Voitures hybrides rechargeables : un nouveau bras de fer politique en vue sur les normes CO₂

L'écart entre les émissions officielles et les émissions réelles se creuse, les automobilistes semblant réticents à couper leur moteur à essence

EURACTIV.com
[Chesnot/Getty Images]

On constate un écart croissant entre les données officielles sur les émissions des voitures hybrides rechargeables et leur niveau réel de pollution, et une prochaine révision de la norme européenne semble sur le point de déclencher une nouvelle bataille entre Bruxelles et les constructeurs automobiles.

Les hybrides rechargeables sont des voitures à essence ou diesel équipées d’un moteur électrique auxiliaire et d’une batterie destinés aux trajets courts, qui constituent l’essentiel de l’utilisation d’une voiture. De nombreuses études menées au fil des ans ont montré que le moteur conventionnel est généralement utilisé davantage que prévu dans des conditions de conduite réelles.

Les émissions des modèles de 2021 se sont avérées environ 3,5 fois supérieures aux estimations officielles, selon un rapport publié jeudi par le Conseil international des transports propres (ICCT).

L’analyse réalisée par ce groupe de défense des données issues de 920 000 véhicules de l’Espace économique européen a révélé que cet écart avait atteint un facteur de 4,6 pour les véhicules immatriculés en 2023.

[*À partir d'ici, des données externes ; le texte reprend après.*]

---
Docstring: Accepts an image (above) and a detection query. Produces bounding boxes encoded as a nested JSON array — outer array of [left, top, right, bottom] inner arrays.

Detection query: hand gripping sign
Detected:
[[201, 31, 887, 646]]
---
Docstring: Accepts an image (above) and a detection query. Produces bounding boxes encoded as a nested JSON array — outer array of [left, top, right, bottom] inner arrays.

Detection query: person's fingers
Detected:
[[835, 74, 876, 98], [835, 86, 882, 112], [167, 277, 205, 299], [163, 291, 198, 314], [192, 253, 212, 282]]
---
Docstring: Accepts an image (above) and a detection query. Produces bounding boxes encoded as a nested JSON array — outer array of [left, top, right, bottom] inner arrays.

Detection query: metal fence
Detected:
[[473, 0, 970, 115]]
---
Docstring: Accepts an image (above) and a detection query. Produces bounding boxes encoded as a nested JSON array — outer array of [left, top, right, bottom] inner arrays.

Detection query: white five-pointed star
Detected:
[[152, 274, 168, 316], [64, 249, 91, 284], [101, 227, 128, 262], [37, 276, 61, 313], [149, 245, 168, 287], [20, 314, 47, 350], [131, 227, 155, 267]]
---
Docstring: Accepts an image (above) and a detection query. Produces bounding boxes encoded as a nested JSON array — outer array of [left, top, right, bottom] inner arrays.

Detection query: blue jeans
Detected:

La raison principale : le comportement des conducteurs. Alors que l’augmentation de l’autonomie électrique permettait de réduire les estimations officielles des émissions de CO₂, les conducteurs rechargeaient moins souvent leur véhicule et recouraient davantage au moteur à combustion que prévu.

Le facteur d’utilisation

Le fait que les véhicules hybrides rechargeables (PHEV) polluent bien plus que ne le laissent entendre les essais officiels n’est un secret pour personne, ce qui a incité la Commission européenne, l’année dernière, à réduire le « facteur d’utilisation » – une estimation de la fréquence d’utilisation du moteur à combustion interne, utilisée pour vérifier la conformité aux normes d’émissions de l’UE.

La surestimation des avantages climatiques des véhicules hybrides rechargeables aide les constructeurs automobiles à respecter les normes de CO₂ de plus en plus strictes et réduit la nécessité de vendre davantage de voitures électriques à batterie zéro émission.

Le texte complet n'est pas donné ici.